Re: [TF-PP] Scoping the design space from Paul Gearon on 2009-09-28 (public-rdf-dawg@w3.org from July to September 2009)

From: Paul Gearon <gearon@ieee.org>
Date: Mon, 28 Sep 2009 12:15:25 -0400
To: SPARQL Working Group <public-rdf-dawg@w3.org>
Message-ID: <a25ac1f0909280915v4767560eh9f0df8675e6d6756@mail.gmail.com>
On Fri, Sep 25, 2009 at 10:35 AM, Seaborne, Andy <andy.seaborne@hp.com> wrote:
<snip/>
> The syntax (which ARQ does not implement) "?s ?p* ?o" could have two meanings : it must the same predicate that is being transitive or it could be a different predicate at each path step (connectivity finding).  I have no thoughts on how results from the latter would be handled practically.
>
> If we restrict to IRIs (no variables in path slot) for now, we haven't precluded adding them later but you can't write something that fins the property first:
>
> { ?p a :transitiveProperty
>  ?s ?p+ ?o
> }
>
>        Andy

This is an important use case, given that OWL lets you describe
transitivity as a property on a property.

Languages, like OWL, that let you describe transitivity on a property
let you write a single entailment rule that handles all of these
properties. Other systems require a rule per transitive property. Rule
systems can have some poor complexity issues that degrade
significantly with the number of rules, so having a single rule for
transitivity is a big bonus for OWL.

That said, you don't need a transitive predicate operation to make a
rule for transitivity work. You can just do something like:
  CONSTRUCT { ?s ?p ?o }
  WHERE { ?s ?p ?x . ?x ?p ?o . ?p a :transitiveProperty }

However, a rule built with the same operations as this query would run
O(log(n)) times.

Alternatively, a rule built around:
  CONSTRUCT { ?s ?p ?o }
  WHERE { ?s ?p+ ?x . ?p a :transitiveProperty }

will run much less often, having a flow-on effect to the other rules
that are triggered by the outcome of this one.

So that's my way of saying that I like variables for this operation.
However, we may need restrictions. Luke had a good example with the
use of an unbound predicate:

> Naively (ignoring complexity problems), allowing ?p to take any value seems to produce more
> interesting use cases, especially in untidy real world data, where people might use different
> predicates interchangably, e.g:
>
> SELECT ?s ?ob1 ?ob2 ?p WHERE {
>      ?s ?p* ?y .
>      FILTER(?p = <:somePredicate> || ?p =<:someSimilarPredicate> ) .
> }

Filtering is not binding, though it may often appear the have the same
effect (ignoring performance). This is a case that shows the
difference though.

Does {?s ?p* ?o} bind every individual predicate transitively, or does
it treat all predicates as a group and search through the group
transitively?
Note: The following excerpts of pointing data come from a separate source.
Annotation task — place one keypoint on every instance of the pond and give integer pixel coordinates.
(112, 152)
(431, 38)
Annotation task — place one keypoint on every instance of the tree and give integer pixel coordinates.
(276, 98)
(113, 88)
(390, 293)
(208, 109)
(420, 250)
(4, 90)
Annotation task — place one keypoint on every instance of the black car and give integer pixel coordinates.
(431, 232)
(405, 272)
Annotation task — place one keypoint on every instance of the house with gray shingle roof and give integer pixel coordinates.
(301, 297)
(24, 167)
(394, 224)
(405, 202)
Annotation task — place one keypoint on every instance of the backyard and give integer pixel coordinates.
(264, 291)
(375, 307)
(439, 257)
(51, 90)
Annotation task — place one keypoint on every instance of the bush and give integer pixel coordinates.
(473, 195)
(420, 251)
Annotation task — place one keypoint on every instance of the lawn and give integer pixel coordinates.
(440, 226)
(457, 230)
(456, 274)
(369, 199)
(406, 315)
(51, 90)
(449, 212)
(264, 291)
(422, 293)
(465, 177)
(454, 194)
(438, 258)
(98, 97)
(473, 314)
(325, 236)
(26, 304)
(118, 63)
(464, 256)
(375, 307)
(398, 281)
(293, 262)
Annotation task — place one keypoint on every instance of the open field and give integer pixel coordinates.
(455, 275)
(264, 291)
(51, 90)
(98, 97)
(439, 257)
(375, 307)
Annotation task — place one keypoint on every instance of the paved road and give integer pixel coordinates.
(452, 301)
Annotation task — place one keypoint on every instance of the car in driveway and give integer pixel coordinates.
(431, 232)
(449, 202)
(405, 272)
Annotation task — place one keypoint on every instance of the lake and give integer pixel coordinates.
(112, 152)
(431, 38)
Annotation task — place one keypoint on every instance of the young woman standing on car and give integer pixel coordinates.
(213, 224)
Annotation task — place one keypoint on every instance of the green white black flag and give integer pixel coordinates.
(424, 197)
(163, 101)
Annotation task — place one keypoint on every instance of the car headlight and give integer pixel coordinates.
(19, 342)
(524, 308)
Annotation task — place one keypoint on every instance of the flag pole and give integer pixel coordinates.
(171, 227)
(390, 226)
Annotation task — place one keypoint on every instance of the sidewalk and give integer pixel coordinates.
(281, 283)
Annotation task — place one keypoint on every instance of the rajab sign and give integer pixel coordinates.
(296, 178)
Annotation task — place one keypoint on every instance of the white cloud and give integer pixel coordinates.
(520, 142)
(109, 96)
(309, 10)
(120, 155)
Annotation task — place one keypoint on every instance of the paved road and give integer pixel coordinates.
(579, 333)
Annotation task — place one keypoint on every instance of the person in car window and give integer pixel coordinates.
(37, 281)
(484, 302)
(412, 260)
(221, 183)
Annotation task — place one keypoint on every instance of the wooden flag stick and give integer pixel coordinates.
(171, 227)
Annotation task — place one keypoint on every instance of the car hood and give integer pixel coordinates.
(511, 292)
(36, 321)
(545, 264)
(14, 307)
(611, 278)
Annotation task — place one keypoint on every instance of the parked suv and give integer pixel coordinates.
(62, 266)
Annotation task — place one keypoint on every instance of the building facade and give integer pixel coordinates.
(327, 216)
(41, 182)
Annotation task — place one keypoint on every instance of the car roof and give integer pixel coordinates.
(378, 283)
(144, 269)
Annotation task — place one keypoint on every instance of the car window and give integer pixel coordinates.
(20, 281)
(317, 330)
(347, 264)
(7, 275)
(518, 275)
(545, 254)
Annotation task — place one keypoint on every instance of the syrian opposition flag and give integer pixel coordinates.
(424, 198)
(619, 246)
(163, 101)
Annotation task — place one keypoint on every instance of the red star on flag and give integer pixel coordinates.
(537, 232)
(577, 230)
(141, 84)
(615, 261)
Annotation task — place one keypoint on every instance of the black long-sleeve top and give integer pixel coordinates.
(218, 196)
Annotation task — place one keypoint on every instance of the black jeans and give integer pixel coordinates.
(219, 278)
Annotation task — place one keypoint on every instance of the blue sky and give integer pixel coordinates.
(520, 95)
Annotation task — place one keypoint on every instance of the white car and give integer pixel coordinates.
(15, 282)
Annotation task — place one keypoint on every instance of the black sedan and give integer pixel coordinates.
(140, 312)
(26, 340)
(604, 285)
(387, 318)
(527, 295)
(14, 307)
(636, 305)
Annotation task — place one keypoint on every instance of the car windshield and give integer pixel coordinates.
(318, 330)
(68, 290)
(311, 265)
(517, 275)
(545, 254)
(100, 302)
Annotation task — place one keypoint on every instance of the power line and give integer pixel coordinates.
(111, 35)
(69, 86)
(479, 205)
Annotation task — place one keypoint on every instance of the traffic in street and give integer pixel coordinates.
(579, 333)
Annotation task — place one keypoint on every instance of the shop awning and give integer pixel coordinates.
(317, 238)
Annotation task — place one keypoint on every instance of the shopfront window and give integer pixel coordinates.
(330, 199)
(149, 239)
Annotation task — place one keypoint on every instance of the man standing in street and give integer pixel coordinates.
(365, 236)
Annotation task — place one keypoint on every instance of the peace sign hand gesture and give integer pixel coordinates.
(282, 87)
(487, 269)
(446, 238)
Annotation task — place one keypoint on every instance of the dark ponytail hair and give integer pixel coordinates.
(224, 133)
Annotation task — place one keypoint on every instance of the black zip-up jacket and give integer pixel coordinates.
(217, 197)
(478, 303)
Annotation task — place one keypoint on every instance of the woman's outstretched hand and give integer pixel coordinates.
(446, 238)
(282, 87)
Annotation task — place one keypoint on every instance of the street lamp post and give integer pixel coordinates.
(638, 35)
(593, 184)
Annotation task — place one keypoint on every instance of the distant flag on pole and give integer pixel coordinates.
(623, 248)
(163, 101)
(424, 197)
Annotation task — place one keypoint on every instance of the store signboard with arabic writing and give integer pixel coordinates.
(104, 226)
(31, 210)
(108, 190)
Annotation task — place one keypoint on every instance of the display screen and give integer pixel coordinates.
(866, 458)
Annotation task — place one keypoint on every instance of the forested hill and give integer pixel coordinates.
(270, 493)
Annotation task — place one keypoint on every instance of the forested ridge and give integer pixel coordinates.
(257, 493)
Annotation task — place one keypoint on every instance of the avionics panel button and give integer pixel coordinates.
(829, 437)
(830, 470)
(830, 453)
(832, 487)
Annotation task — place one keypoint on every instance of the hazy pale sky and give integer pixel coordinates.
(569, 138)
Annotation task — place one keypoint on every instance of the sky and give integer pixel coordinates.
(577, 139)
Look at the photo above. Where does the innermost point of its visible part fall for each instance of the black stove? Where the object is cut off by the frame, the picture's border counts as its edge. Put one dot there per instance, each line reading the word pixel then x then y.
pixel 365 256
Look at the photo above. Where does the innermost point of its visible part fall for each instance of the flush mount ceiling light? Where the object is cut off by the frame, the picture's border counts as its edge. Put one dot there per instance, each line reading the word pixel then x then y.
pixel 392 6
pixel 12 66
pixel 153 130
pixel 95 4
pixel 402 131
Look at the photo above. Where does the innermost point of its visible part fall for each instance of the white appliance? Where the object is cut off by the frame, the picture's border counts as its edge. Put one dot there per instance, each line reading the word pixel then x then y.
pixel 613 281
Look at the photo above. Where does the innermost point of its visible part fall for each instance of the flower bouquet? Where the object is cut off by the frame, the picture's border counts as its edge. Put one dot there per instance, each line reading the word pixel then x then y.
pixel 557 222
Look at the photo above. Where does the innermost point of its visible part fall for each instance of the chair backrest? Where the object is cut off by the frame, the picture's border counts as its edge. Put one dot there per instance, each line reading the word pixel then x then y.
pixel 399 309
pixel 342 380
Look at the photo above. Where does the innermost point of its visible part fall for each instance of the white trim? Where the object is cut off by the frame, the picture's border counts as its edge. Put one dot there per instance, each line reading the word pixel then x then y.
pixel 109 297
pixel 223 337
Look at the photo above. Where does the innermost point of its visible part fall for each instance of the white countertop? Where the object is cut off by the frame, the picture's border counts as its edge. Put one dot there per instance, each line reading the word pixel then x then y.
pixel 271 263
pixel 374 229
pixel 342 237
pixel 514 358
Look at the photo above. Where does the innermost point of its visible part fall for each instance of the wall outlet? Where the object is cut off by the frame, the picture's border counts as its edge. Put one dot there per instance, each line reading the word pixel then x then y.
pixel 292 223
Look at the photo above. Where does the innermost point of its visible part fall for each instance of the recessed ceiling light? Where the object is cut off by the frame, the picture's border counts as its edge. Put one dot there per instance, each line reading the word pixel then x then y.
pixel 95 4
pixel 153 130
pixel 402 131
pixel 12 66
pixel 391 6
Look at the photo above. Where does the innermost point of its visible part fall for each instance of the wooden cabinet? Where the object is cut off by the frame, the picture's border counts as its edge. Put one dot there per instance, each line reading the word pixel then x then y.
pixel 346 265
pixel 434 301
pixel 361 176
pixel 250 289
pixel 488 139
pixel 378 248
As an example, consider the following family:

:fred : hasAncestor :mary
:mary : hasAncestor :anne
:mary :hasSibling :peter
:peter :hasSibling :harry

If we treat each predicate individually, then we'd get the following bindings:
?s    ?p     ?o
:fred :hasAncestor :mary
:mary :hasAncestor :anne
:fred : hasAncestor :anne    <-- new
:mary :hasSibling :peter
:peter :hasSibling :harry
:mary :hasSibling :harry    <-- new

This could be useful for following many predicate chains at once,
though it doesn't offer significantly more functionality than doing a
union between the results of following each predicate individually.
Still, it's useful.

If we treat the predicates as a group that can be transitive, then we
might see something like the following binding:

?s    ?p     ?o
:fred : hasAncestor :mary
:mary : hasAncestor :anne
:mary :hasSibling :peter
:peter :hasSibling :harry
:fred :hasAncestor :anne    <-- new
:mary :hasSibling :harry    <-- new
:fred :hasAncestor/:hasSibling :peter    <-- new
:fred :hasAncestor/:hasSibling :harry    <-- new

(So what does the double binding of ?p to :hasAncestor/:hasSibling
mean? If ?p isn't being selected, then it won't matter. Otherwise it
could be expressed as a pair of statements - one for each option on
the predicate binding.)

This could be useful for following multiple predicates that can be
used for expressing a super predicate. In this case a predicate like
:isRelatedTo can be determined based on its subpredicates of
:hasAncestor and :hasSibling. It would also be useful for traversing
groups of predicates like {:hasMother, :hasFather} to figure out
:hasAncestor.

I see valid use cases for both approaches, and difficulties with each
as well. I suppose the meaning of ?p* needs to be discussed, or else
we just disallow ?p* unless it gets bound elsewhere in the query (such
as with {?p a owl:TransitivePredicate}.

Regards,
Paul

P.S. in an earlier email I mistyped, and said our transitive
predicates costs Mulgara log(n) when I should have said n.log(n). But
you all knew what I meant, right?  :-)
Received on Monday, 28 September 2009 16:16:01 UTC